Consumers are feeling the pinch of inflation in various ways, not least when it comes to their regular food shop. But supermarkets are under pressure too. Their margins are being eaten away by rising costs, and consumers are unwilling or unable to absorb the massive price hikes that would maintain the kinds of margins supermarkets are used to enjoying. Consumer behaviour is shifting in this highly price-sensitive market, and some supermarkets are under increased scrutiny to ensure they are not befuddling consumers during this difficult time.

The Competition and Markets Authority (CMA) is investigating cost of living pressures in the groceries sector. Its latest update, published today, is accompanied by two reports: 

  • an assessment of retail competition in the groceries sector, and 
  • a review of unit pricing practices across major retailers.


The CMA has been assessing how retail competition is working in the UK grocery sector. It has focused on the extent to which rivalry between retailers ensures they keep their prices as low as possible and whether consumers can shop around to get the best deals.
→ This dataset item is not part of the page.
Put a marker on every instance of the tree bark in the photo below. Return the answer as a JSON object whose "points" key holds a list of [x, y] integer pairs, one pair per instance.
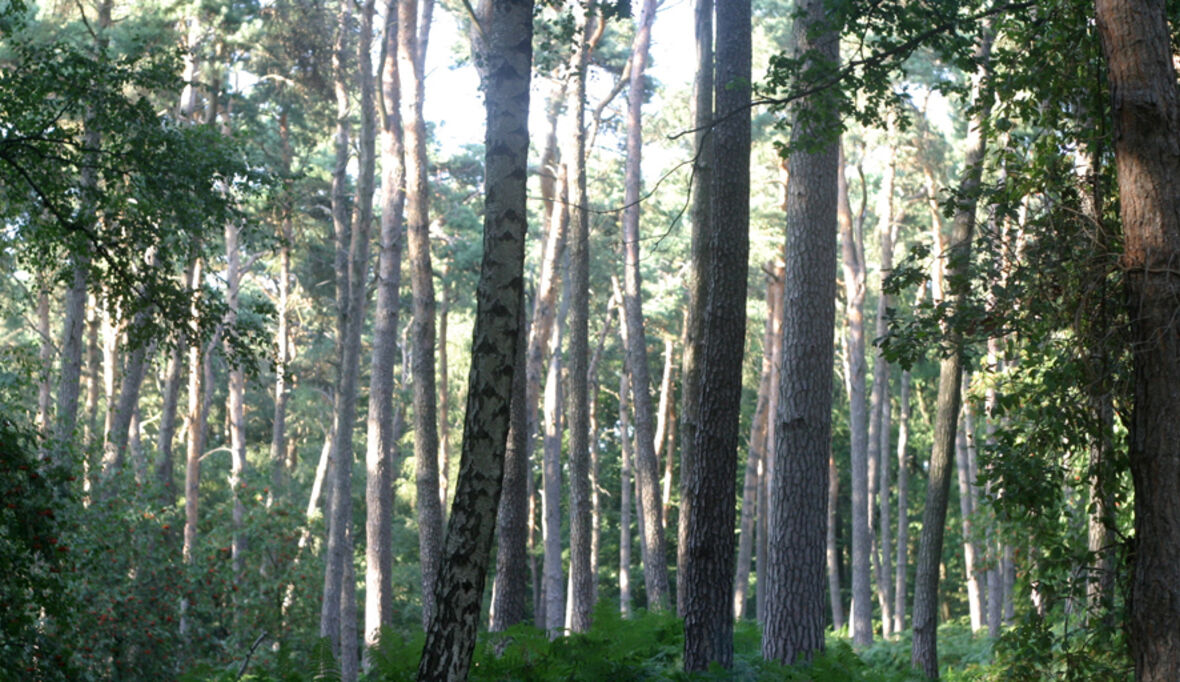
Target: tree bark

Although food price inflation is at historically high levels, evidence collected to date by the CMA indicates that competition issues have not been driving this. Operating profits in the retail grocery sector fell by 41.5% in 2022/23, compared with the previous year,  while average operating margins fell from 3.2% to 1.8%. This is due to retailers’ costs increasing faster than their revenues, indicating that rising costs have not been passed on in full to consumers. However, the rate of inflation is now falling, so the CMA will keep an eye on things to see if price increases slow down in response.

The CMA’s review has not yet examined competition for individual product categories or across the wider grocery supply chain. This will be an important focus for the next phase of its work and it has identified ten product categories including milk, bread, and baby formula that it says merit further analysis.

As part of its ongoing work, the CMA could make recommendations to address any competition issues it finds or take a closer look at any areas which justify further scrutiny.

Unit Pricing

The CMA points out that unit pricing provides critical information to ensure people can compare prices effectively.  Which? has recently argued that supermarkets are not complying with unit pricing requirements, particularly in relation to loyalty card pricing. 

The CMA reviewed 11 supermarkets and seven other retailers (ie stores that sell homeware and household goods with a more limited range of groceries). It found compliance concerns with the Price Marking Order 2004 (PMO) amongst all those it reviewed.  For some retailers these were relatively minor, but the CMA has identified that compliance is worse amongst some variety retailers.

The CMA says that the PMO itself allows unhelpful inconsistencies in retailers’ practices and leave too much scope for interpretation. Its concerns relate to:

  • Consistency – different measurements are being used for similar types of products, making it hard for consumers to compare deals on a like-for-like basis. For example, tea bags being priced per 100 grams for some products and others being unit priced per each tea bag.
  • Transparency – missing or incorrectly calculated unit pricing information both in store and online. For example, 250ml handwash costing £1.19 but unit priced at £476.00 per 100ml and unit pricing information unavailable online until items were selected.
  • Legibility – unit pricing information being difficult to read, for example text on labels being too small or shelf edge labels being obscured by promotional information or by shop fittings.
  • Promotions – some retailers not displaying unit prices for any products on promotion.

In its report, the CMA has set out recommendations on the unit pricing rules and is calling on the government to reform this legislation. It has also written to those that are not fully complying with the PMO and expects them to make changes to address its concerns or risk enforcement action.

The CMA is calling on all retailers to give consumers the unit pricing information they need to make meaningful comparisons, particularly for products on promotion, even before any reforms to the PMO are introduced and refers to the requirements of the Consumer Protection from Unfair Trading Regulations 2008 not to mislead consumers (by action or omission).

The CMA says that it will publish the findings of its consumer research into the use of unit pricing in Autumn 2023.  It will be interesting to see if its findings on unit pricing are reflected in the Digital Markets, Competition and Consumers Bill as it passes through parliament; if not, it could be a missed opportunity to update the rules in this area.